Input data should be in the format of:
stock_id,days_1,begin_price,end_price,low_price,high_price,b_large_volume,b_big_volume,b_middle_volume,b_small_volume,s_large_volume,s_big_volume,s_middle_volume,s_small_volume
000800.SZ,2010-09-07 00:00:00,15.18,14.87,14.82,15.33,21570897,1445674,844167,0,21797815,996369,1066349,205
000800.SZ,2010-09-08 00:00:00,15.00,14.88,14.67,15.04,15448956,925000,1049072,0,16144750,617026,661073,179
000800.SZ,2010-09-09 00:00:00,14.65,14.42,14.27,14.80,20986988,1377623,1413536,0,21996045,840644,941249,209
000800.SZ,2010-09-10 00:00:00,14.55,14.08,14.00,14.62,15330849,1251200,871800,0,15859016,687931,906769,133
prepare-data.py
is used to convert data into usable batches.
run-keras.py
and run-torch.py
are used to fit the data.
For all commands use --help to see parameters. Default parameters can also be changed by changing constants at the top of the files.

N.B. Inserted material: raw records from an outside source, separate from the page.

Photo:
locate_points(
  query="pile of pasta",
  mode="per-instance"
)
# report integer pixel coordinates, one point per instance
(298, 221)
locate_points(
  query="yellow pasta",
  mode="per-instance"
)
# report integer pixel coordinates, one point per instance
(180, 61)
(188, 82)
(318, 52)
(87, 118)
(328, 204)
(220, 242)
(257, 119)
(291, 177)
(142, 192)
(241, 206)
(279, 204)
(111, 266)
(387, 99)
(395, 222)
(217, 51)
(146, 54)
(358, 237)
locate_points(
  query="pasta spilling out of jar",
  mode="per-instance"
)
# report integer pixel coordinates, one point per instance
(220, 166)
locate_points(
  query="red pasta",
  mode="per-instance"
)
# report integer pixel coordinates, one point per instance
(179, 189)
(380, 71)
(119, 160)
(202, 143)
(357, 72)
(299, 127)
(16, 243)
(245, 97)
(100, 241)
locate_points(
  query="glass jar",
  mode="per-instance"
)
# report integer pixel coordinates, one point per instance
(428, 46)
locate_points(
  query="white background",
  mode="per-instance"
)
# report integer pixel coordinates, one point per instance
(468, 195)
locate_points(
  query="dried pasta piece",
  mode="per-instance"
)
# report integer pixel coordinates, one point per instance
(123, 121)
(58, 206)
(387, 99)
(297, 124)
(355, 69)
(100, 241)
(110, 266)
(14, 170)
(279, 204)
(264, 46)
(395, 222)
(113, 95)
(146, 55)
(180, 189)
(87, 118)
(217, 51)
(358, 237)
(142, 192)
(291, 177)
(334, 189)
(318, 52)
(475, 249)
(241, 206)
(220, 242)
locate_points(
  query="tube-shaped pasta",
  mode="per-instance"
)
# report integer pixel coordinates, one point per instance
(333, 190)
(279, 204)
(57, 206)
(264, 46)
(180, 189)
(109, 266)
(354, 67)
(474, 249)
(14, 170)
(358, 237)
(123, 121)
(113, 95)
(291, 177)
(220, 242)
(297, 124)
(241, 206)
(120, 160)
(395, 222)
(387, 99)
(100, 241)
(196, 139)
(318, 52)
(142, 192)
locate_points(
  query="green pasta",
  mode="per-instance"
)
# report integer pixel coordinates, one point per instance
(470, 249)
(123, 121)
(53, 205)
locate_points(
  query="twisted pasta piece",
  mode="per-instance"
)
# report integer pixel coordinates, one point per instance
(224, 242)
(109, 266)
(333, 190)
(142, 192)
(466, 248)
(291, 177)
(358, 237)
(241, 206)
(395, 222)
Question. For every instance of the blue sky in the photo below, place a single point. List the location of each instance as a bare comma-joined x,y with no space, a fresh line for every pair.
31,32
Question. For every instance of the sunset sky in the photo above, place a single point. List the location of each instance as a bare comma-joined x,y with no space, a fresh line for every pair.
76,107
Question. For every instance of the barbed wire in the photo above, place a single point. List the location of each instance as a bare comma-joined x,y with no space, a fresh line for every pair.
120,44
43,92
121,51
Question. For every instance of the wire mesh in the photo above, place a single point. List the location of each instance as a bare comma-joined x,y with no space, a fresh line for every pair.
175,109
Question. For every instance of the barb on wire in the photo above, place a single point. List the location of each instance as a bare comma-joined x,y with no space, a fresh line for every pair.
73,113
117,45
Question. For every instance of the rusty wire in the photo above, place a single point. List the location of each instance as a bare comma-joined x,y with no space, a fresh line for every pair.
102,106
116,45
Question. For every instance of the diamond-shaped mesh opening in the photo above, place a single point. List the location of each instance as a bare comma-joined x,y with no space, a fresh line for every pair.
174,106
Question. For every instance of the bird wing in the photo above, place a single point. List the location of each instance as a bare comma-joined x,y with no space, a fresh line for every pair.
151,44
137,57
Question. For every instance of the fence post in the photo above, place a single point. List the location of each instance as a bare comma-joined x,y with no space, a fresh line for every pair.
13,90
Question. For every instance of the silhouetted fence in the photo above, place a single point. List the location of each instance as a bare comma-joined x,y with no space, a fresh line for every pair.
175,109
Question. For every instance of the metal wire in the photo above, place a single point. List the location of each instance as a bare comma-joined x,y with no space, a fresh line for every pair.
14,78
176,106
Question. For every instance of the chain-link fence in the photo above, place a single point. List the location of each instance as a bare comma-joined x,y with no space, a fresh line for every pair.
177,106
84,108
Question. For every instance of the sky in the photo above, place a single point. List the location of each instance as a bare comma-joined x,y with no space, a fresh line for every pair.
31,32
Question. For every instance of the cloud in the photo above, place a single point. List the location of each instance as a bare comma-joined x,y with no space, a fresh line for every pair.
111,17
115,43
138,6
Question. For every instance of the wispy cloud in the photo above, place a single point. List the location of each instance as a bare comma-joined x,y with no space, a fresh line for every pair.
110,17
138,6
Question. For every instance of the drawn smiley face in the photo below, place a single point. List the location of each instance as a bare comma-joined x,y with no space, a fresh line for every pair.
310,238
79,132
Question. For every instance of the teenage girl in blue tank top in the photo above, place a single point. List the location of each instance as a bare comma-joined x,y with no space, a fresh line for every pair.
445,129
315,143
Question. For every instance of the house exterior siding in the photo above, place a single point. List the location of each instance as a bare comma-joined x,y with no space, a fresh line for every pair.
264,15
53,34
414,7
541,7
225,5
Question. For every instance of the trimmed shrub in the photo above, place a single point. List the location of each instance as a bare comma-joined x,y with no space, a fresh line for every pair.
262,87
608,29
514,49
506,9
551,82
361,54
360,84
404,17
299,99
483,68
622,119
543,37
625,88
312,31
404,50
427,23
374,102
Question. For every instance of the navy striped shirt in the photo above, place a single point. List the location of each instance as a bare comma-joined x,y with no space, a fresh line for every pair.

Prepare data into train/val batches:
python prepare-data.py -f data/input.csv
Training (w/ validation) from scratch
python run-keras.py
Training from previous checkpoint
python run-keras.py -l 300
where 300 is the checkpoint saved after number of episodes of training.
Validation only
python run-keras.py -m v -l 300
Prepare data into pred batches:
python prepare-data.py -f data/input.csv -yl 0
Prediction
python run-keras.py -l 300 -m p
where 300 is the checkpoint saved after number of episodes of training.